Page 340 of Kingdom of Ash

But Aedion turned left upon leaving the Great Hall, aiming for the north tower.

It was a lonely, cold walk to the room he sought. As if the entire castle were a tomb.

He knocked lightly on the wooden door near the top of the tower, and it immediately opened and shut, Lysandra slipping into the hall before Evangeline could stir in her bed.

In the flickering light of Aedion’s candle, the shadows etched on Lysandra’s face from a week of fighting from sunup to sundown were starker, deeper. “Ready?” he asked softly, turning back down the stairs.

It had become their tradition—for him to see Lysandra upstairs at night, then come to meet her in the morning. The only bright point in their long, horrible days. Sometimes, Evangeline accompanied them, narrating her time running messages and errands for Darrow. Sometimes, it was only the two of them trudging along.

Lysandra was silent, her graceful gait heavier with each step they descended.

“Breakfast?” Aedion asked as they neared the bottom.

A nod. The eggs and cured meats had given way to gruel and hot broth. Two nights ago, Lysandra had flown off in wyvern form after the fighting had ceased for the day, and returned an hour later with a hart clutched in each taloned foot.

That precious meat had been gone too soon.
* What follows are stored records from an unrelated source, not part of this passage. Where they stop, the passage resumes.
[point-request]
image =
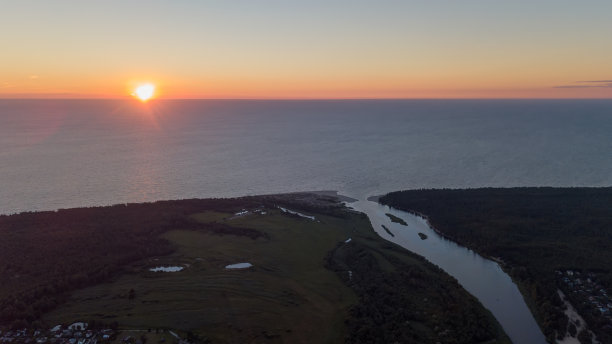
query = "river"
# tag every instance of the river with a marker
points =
(481, 277)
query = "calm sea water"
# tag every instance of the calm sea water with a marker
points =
(59, 153)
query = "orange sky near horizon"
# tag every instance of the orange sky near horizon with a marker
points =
(294, 50)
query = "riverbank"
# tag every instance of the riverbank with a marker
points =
(319, 281)
(533, 232)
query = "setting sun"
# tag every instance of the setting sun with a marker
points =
(144, 92)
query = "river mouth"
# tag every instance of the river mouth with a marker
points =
(481, 277)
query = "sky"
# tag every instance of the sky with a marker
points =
(307, 49)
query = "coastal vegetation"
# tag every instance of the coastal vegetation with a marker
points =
(540, 236)
(331, 279)
(396, 219)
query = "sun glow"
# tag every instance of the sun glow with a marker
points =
(144, 92)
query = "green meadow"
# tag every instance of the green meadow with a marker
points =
(287, 295)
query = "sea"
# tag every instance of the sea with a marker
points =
(74, 153)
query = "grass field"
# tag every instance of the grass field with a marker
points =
(308, 284)
(287, 296)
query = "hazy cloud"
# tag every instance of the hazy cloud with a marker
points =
(589, 84)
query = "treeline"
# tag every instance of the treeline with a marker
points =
(535, 231)
(46, 255)
(405, 299)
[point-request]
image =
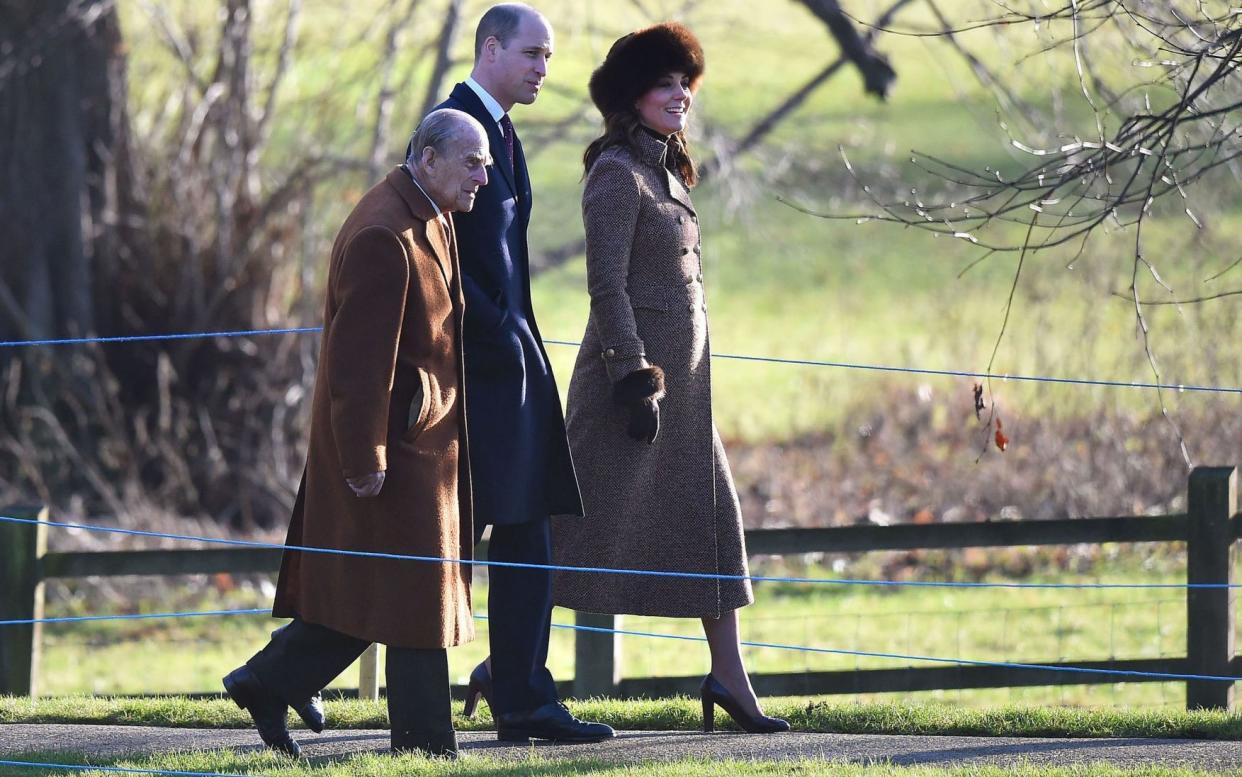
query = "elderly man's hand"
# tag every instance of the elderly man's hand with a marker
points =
(367, 485)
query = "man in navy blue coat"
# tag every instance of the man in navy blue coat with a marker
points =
(518, 452)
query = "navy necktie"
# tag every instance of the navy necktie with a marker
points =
(507, 128)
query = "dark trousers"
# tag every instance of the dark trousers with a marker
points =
(302, 658)
(519, 616)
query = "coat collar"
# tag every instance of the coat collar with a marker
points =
(420, 207)
(473, 106)
(652, 152)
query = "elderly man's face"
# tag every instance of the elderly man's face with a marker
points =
(455, 176)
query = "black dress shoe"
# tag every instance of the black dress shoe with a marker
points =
(265, 709)
(442, 744)
(480, 685)
(713, 693)
(550, 721)
(311, 711)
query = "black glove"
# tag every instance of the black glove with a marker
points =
(640, 392)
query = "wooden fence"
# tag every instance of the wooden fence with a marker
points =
(1209, 528)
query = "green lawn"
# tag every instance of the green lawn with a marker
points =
(481, 766)
(190, 655)
(681, 714)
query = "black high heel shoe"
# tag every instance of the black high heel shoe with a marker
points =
(480, 685)
(716, 694)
They hit the bottom of the tower stairwell, and Aedion made to aimfor the dining hall when she stopped him with a hand on his arm. In the dimness, he turned toward her.
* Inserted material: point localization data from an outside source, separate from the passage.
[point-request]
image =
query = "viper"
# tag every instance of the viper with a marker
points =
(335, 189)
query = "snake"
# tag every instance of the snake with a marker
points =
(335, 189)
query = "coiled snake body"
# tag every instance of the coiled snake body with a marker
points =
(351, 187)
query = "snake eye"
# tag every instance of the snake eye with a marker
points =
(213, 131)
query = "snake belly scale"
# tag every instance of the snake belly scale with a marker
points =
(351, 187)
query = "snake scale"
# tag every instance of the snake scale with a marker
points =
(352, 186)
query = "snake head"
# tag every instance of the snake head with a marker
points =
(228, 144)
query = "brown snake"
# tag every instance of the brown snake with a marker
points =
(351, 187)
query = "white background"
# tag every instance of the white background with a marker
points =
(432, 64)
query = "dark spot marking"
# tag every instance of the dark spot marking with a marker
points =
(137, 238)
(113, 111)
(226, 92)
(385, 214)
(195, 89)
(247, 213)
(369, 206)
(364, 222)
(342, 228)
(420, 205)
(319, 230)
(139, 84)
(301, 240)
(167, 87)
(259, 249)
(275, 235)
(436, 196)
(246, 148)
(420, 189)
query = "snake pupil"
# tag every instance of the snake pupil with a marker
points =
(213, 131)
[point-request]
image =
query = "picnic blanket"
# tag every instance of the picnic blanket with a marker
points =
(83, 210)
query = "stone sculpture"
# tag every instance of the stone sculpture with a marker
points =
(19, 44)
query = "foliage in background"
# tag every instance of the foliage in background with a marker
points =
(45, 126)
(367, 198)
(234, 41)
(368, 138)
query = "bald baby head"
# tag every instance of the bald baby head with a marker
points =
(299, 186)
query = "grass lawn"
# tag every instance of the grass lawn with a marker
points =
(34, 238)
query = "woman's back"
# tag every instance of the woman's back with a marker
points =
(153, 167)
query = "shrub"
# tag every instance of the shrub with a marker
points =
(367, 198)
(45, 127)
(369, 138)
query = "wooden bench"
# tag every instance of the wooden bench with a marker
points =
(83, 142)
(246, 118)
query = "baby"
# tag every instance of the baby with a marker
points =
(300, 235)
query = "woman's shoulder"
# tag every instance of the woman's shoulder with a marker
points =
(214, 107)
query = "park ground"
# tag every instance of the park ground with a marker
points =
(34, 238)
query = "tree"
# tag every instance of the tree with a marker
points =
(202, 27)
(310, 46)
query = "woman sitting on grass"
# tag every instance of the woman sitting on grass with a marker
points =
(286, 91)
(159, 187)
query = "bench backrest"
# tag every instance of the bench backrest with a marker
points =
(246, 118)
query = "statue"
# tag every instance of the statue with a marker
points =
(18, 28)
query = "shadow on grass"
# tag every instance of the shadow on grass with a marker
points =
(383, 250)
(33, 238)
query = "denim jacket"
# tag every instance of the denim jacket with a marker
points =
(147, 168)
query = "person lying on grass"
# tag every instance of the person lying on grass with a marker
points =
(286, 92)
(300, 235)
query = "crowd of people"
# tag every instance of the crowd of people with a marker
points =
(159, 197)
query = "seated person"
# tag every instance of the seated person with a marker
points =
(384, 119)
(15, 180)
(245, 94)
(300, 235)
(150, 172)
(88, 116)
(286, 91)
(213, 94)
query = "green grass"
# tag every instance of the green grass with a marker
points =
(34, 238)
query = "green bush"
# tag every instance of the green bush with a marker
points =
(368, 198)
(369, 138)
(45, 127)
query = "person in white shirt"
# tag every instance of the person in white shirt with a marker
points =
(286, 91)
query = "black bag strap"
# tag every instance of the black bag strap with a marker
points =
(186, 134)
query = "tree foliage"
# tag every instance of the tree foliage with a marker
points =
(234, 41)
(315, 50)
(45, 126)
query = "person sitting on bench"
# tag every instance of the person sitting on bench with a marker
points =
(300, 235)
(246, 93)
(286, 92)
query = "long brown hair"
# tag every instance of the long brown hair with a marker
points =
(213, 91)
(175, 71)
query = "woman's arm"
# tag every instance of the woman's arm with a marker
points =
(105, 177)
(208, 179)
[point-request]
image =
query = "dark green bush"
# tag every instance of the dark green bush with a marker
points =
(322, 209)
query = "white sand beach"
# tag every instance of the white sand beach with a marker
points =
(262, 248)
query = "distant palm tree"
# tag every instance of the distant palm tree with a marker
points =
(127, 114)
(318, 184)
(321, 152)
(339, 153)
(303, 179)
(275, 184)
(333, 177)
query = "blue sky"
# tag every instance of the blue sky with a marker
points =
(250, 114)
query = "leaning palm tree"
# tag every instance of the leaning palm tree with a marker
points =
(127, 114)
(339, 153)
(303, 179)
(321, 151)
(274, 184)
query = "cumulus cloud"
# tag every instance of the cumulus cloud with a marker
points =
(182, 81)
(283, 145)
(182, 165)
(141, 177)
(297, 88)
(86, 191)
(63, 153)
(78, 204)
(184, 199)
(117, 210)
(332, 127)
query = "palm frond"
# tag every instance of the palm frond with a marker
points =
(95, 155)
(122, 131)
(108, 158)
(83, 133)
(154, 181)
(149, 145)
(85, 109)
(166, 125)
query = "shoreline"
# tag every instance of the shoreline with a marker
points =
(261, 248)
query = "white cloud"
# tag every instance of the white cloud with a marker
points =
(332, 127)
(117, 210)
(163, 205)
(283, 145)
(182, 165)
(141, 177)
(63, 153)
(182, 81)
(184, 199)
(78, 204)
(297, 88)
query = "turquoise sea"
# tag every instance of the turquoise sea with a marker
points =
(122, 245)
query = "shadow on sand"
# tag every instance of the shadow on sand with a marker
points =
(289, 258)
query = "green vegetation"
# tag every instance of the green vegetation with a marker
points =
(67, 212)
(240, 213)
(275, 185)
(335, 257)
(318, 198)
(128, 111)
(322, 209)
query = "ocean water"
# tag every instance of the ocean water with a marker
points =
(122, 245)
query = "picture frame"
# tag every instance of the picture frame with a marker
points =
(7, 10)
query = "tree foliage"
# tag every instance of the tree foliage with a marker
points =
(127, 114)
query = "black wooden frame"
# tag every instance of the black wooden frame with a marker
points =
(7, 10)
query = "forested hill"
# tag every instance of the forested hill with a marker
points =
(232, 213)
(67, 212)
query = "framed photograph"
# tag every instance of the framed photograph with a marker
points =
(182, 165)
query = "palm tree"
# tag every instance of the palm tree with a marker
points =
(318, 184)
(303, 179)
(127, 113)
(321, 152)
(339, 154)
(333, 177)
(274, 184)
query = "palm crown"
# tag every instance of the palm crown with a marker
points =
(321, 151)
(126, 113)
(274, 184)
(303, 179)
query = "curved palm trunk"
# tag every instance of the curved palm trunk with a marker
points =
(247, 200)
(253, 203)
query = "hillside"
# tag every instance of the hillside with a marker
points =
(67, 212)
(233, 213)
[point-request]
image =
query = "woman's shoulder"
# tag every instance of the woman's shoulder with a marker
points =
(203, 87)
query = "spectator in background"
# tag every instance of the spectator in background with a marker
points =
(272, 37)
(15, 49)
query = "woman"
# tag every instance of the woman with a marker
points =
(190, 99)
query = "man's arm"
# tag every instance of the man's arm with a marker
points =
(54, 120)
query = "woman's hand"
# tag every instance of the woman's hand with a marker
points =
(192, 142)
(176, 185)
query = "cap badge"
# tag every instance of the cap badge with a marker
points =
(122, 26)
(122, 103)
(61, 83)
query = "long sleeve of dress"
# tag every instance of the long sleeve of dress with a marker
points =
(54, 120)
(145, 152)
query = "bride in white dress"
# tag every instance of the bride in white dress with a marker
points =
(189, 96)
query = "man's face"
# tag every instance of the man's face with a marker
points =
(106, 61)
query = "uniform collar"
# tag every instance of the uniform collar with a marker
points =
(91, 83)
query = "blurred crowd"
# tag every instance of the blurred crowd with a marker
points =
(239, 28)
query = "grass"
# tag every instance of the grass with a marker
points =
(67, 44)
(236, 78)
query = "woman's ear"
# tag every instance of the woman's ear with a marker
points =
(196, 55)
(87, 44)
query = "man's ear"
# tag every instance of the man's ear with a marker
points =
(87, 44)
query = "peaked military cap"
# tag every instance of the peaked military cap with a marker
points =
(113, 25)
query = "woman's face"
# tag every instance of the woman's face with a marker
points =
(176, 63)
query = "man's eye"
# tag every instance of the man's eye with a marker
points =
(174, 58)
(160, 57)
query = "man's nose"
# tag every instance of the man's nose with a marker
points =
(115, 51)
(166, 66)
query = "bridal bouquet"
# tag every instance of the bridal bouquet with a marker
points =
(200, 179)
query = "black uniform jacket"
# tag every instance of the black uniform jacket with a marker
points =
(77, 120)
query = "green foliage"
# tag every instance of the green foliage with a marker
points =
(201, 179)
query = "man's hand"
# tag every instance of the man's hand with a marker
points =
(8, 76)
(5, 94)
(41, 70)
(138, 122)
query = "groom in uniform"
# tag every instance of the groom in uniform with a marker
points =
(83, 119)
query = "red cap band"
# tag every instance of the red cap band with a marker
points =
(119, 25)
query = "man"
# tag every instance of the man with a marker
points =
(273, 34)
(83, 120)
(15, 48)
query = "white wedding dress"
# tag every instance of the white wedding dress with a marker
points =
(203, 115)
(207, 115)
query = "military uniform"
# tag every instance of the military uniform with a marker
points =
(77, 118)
But Lysandra, that beautiful face so tired, only slid her arms around his waist and pressed her head to his chest. She leaned enough of her weight into him that Aedion set down his candle on a nearby ledge and wrapped his arms tightly around her.

Lysandra sagged, leaning on him further. As if the weight of exhaustion was unbearable.

Aedion rested his chin atop her head and closed his eyes, breathing in her ever-changing scent.

Her heartbeat thundered against his own as he ran a hand down her spine. Long, soothing strokes.

They hadn’t shared a bed. There was no place to do so anyway. But this, holding each other—she’d initiated it the night the Thirteen had sacrificed themselves. Had stopped him at this very spot and just held him for long minutes. Until whatever pain and despair eased enough that they could make the trek upstairs.

Lysandra pulled away, but not wholly out of his arms. “Ready?”

“We’re running low on arrows,” Petrah Blueblood said to Manon in the blue-gray light just before dawn. They strode through the makeshift aerie atop one of the castle’s towers. “We might want to consider assigning some of the lesser covens to stay behind today to craft more.”

“Do it,” Manon said, surveying the still-unfamiliar wyverns who shared the space with Abraxos. Her mount was already awake. Staring out, solitary and cold, toward the battlefield beyond the city walls. Toward the blasted stretch of earth that no snow had been able to wipe away entirely.

She’d spent hours staring at it. Could barely pass over it during the endless fighting each day.

Her chest, her body, had been hollowed out.

Only moving, going through every ordinary motion, kept her from curling up in a corner of this aerie and never emerging.

She had to keep moving. Had to.

Or else she would cease to function at all.

She didn’t care if it was obvious to others. Ansel of Briarcliff had sought her out in the Great Hall last night because of it. The red-haired warrior had slid onto the bench beside her, her wine-colored eyes missing none of the food that Manon had barely eaten.

“I’m sorry,” Ansel had said.

Manon had only stared at her mostly untouched plate.

The young queen had surveyed the solemn hall around them. “I lost most of my soldiers,” she said, her freckled face pale. “Before you arrived. Morath butchered them.”

It had been an effort for Manon to draw her face toward Ansel. To meet her heavy stare. She blinked once, the only confirmation she could bother to make.

Ansel reached for Manon’s slice of bread, pulling off a chunk and eating it. “We can share it, you know. The Wastes. If you break that curse.”

Down the long table, some of the witches tensed, but did not look toward them.